La corte del futuro: un complesso residenziale ad alta efficienza energetica

Vista delle residenze "La corte del futuro"  (foto di winter Fotografie per  Atelier2 - Gallotti e Imperadori Associati)
Vista delle residenze “La corte del futuro” (foto di winter Fotografie per Atelier2 – Gallotti e Imperadori Associati)

Nella provincia bergamasca, il complesso residenziale “La corte del futuro” è stato progettato, secondo il disegno architettonico di Atelier2 – Gallotti e Imperadori Associati, principalmente con tecnologia costruttiva a secco: una struttura portante costituita da telai in acciaio è stata inglobata all’interno di involucri ed impalcati insieme a lamiera grecata e getto collaborante in calcestruzzo armato.
L’edificio in acciaio, così realizzato, è una struttura altamente sostenibile. Riutilizzabile per sua stessa natura, l’acciaio può essere anche riciclato: ricondotto in fonderia potrà assumere qualsivoglia altra funzione, inoltre, se lavorato con cura in forni ad arco elettrico, dalla fase produttiva a quella di lavorazione, questo materiale consente di ridurre le emissioni di inquinanti e la quantità di energia impiegata.

L'edificio costruito principalmente con tecnologia a secco  (foto di winter Fotografie per  Atelier2 - Gallotti e Imperadori Associati)
L’edificio costruito principalmente con tecnologia a secco (foto di winter Fotografie per Atelier2 – Gallotti e Imperadori Associati)

Le strutture sono, poi, realizzate con l’impiego di tecniche ad alte prestazioni energetiche, con cui è possibile arrivare a livelli altissimi di sostenibilità: i solai, oltre a fungere da diaframmi orizzontali collegati ai nuclei di controventamento, garantiscono anche un’opportuna inerzia termica dell’edificio.

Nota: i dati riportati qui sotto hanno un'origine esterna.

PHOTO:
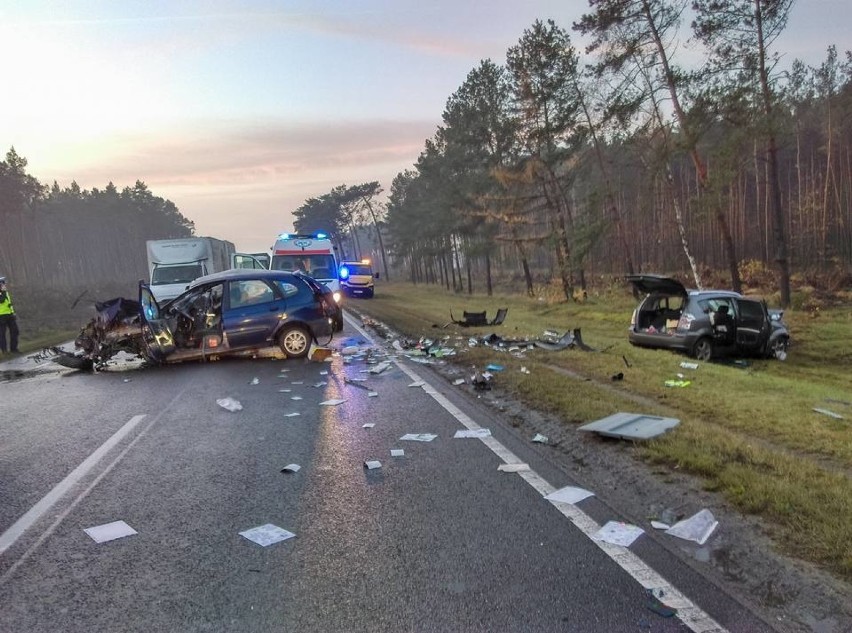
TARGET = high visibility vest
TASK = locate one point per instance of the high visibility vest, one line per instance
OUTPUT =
(6, 305)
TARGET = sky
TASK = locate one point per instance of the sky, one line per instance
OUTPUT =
(239, 111)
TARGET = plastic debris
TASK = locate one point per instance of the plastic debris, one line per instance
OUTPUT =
(696, 528)
(230, 404)
(110, 531)
(513, 468)
(830, 414)
(419, 437)
(658, 607)
(266, 535)
(476, 433)
(618, 533)
(569, 494)
(677, 383)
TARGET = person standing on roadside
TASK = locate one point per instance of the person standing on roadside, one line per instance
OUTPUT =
(7, 320)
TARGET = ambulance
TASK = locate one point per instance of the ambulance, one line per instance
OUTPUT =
(312, 254)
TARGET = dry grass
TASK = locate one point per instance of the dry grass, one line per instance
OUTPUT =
(750, 433)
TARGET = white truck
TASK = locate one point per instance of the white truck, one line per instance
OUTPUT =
(174, 264)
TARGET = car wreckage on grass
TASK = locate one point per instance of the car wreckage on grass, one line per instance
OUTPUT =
(232, 313)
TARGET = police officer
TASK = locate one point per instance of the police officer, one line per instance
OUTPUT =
(7, 320)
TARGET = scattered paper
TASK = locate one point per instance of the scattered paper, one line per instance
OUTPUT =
(265, 535)
(230, 404)
(830, 414)
(513, 468)
(618, 533)
(570, 494)
(110, 531)
(466, 433)
(418, 437)
(696, 528)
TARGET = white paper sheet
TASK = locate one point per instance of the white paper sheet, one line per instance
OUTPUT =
(569, 494)
(696, 528)
(513, 468)
(418, 437)
(110, 531)
(618, 533)
(467, 433)
(266, 535)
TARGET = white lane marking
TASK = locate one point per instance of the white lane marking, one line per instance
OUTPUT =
(8, 538)
(687, 612)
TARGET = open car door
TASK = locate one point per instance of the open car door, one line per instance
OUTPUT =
(158, 339)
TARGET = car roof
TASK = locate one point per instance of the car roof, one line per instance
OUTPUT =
(244, 273)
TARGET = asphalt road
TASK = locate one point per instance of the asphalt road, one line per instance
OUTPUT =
(435, 540)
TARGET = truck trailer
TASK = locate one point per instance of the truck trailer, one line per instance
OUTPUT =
(174, 264)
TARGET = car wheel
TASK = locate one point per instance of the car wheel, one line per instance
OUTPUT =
(295, 342)
(703, 349)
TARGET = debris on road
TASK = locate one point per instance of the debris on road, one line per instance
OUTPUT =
(618, 533)
(419, 437)
(476, 433)
(230, 404)
(569, 494)
(266, 535)
(696, 528)
(110, 531)
(631, 426)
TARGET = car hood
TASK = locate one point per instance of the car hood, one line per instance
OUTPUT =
(656, 283)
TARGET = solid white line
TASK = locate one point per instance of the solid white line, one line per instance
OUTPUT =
(8, 538)
(687, 612)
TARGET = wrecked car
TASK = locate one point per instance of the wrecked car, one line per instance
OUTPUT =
(704, 323)
(235, 312)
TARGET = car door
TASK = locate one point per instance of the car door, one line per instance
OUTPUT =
(252, 313)
(752, 323)
(158, 338)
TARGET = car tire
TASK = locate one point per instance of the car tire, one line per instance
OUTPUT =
(295, 341)
(703, 349)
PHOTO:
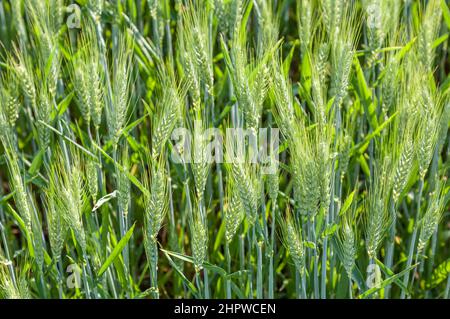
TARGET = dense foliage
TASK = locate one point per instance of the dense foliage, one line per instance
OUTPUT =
(100, 197)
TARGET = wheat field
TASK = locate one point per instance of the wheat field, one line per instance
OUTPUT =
(118, 178)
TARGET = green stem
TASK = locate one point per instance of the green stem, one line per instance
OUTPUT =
(412, 244)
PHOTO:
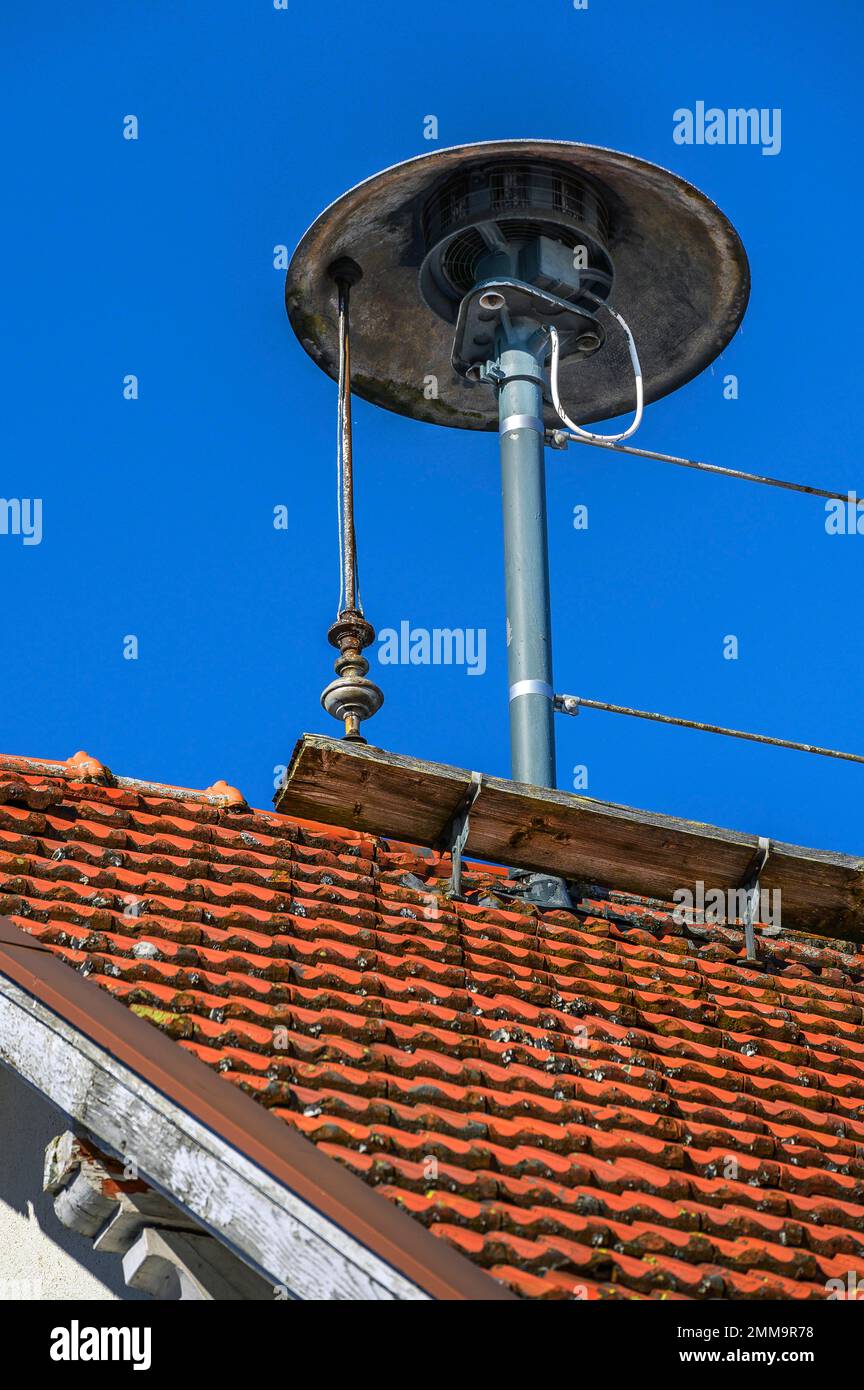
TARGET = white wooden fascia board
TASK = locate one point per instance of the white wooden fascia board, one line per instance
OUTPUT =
(285, 1239)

Particolare della struttura  (foto di winter Fotografie per  Atelier2 - Gallotti e Imperadori Associati)
Particolare della struttura (foto di winter Fotografie per Atelier2 – Gallotti e Imperadori Associati)

Il complesso residenziale è stato infatti certificato in classe A secondo i criteri di Casa Clima con un consumo energetico di 15 KWh/ mq per anno, e in classe A+ per la certificazione Cened con un consumo energetico di 10 KWh/mq per anno.
I progettisti hanno proposto un sistema “ibrido” e il fabbisogno energetico è stato ridotto, quindi, attraverso l’iperisolamento delle chiusure; la totale eliminazione dei ponti termici; l’utilizzo di fonti energetiche rinnovabili e un sistema impiantistico efficiente.

Le residenze in fase di ultimazione  (foto di winter Fotografie per  Atelier2 - Gallotti e Imperadori Associati)
Le residenze in fase di ultimazione (foto di winter Fotografie per Atelier2 – Gallotti e Imperadori Associati)

Le serre bioclimatiche, disattivabili in estate, forniscono un contributo energetico passivo in inverno. In copertura sono stati installati, inoltre, pannelli solari termici per la produzione di acqua calda sanitaria e per l’integrazione del riscaldamento a pavimento; mentre un impianto fotovoltaico copre il fabbisogno d’energia elettrica degli spazi comuni, alimentando la pompa di calore reversibile ad elevatissime prestazioni scelta per il riscaldamento e raffrescamento dell’edificio.

Diagramma degli accorgimenti e sistemi energetici adottati (foto di winter Fotografie per  Atelier2 - Gallotti e Imperadori Associati)
Diagramma degli accorgimenti e sistemi energetici adottati (foto di winter Fotografie per Atelier2 – Gallotti e Imperadori Associati)

Il complesso residenziale, si è aggiudicato il “Premio speciale sostenibilità ambientale e soluzioni bioecologiche e bioedilizie”, della IX edizione del prestigioso premio Iqu – Innovazione e Qualità Urbana, organizzato dall’Università di Ferrara.